The weight management industry makes enormous profits yearly from our ever-growing (no pun intended) obesity crisis. According to IBIS World, the market size of the weight loss industry is $3.8 Billion. Marketdata, Inc., which analyzes twelve major segments of the U.S. diet industry, puts the annual total spent on weight-loss products and services at $78 billion in 2019. However, it declined by 21% during the pandemic.

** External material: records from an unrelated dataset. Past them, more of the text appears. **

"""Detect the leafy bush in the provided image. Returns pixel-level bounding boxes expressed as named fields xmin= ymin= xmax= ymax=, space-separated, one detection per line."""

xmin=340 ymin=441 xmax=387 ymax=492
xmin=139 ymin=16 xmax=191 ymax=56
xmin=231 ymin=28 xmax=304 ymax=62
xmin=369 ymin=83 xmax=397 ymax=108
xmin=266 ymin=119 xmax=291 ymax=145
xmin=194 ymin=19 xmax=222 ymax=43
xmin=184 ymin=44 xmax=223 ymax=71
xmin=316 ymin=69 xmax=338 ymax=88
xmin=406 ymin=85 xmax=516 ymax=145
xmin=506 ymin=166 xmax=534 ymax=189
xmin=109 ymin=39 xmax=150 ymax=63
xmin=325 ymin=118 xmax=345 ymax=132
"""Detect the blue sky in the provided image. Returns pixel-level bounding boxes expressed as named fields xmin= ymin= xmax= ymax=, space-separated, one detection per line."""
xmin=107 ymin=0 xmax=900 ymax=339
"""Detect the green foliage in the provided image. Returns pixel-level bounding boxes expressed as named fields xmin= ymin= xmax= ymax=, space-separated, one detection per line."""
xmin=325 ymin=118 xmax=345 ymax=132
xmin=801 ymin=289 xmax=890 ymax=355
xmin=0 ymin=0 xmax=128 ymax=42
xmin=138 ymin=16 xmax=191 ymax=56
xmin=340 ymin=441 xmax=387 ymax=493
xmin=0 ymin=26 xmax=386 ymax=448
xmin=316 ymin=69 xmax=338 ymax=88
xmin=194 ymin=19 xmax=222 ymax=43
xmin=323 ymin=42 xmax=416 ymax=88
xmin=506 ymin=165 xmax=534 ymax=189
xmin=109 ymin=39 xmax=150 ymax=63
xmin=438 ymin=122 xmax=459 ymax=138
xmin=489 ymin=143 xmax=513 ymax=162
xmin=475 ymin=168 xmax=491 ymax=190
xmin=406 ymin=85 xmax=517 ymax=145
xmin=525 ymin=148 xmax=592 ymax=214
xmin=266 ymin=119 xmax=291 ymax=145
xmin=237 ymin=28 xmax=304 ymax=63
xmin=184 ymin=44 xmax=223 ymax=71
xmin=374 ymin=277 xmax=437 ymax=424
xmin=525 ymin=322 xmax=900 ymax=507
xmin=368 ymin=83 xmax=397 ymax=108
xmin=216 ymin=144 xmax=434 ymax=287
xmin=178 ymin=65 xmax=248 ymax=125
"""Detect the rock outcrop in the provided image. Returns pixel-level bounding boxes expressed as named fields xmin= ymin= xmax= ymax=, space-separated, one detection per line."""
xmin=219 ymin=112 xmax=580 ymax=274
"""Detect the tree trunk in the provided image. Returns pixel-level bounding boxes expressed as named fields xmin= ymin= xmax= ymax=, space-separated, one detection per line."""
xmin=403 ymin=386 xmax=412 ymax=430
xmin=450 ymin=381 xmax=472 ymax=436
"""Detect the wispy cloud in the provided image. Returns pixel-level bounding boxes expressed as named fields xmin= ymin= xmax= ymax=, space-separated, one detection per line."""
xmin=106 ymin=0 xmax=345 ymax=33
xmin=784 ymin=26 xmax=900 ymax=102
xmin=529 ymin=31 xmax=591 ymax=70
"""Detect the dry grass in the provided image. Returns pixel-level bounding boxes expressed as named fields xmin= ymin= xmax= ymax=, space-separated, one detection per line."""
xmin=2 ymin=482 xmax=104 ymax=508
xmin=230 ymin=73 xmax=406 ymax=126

According to a 393-page study by Marketdata entitled: The U.S. Weight Loss & Diet Control Market, the money is divided between ten major segments: diet drugs, diet books, exercise videos, diet soft drinks, artificial sweeteners, diet dinner entrees, meal replacements, health clubs, diet websites, commercial chains, hospital-, RD- and MD-based programs, kid's weight loss camps, and bariatric surgeries. Of these, in 2006, the most significant shares went to:
- Diet soft drinks: 29.5 percent, worth $19 billion
- Bariatric surgeries reached record levels with 177,000 procedures, representing a $4.4 billion market.
- Prescription diet drugs: $459 million
• Among diet companies, market leaders are
- Weight Watchers: $1.2 billion
- NutriSystem: $568 million
- LA Weight Loss: $500 million
- Jenny Craig: $462 million
- Slim-Fast: $310 million
- Herbalife: $271 million
According to nutritionist, Margaret Reinhardt of Minneapolis, emerging American food trends are moving toward cheaper food, eating fast, and eating alone. Ominous road signs she sees are:
- Fewer family meals and foods eaten together.
- Fast, hot convenience foods are available in gas stations.
- Decline to below 10% in household budget spent on food.
- More all-you-can-eat and super-size servings at restaurants and take-out.
- Over half of fast food goes out of drive-thru windows.
- More food sold in single-serve packs means not sharing meals.
- A liter of Coke costs less than a half-gallon of milk.
"Nutrition and health leaders must be prepared to acknowledge the (public's) desire to eat this way, and to temper it with wise and sensitive counseling, while supporting and encouraging the best eating habits of various cultures."
~ Reinhardt, M., American Foodways, SNE Communicator, Fall 1997.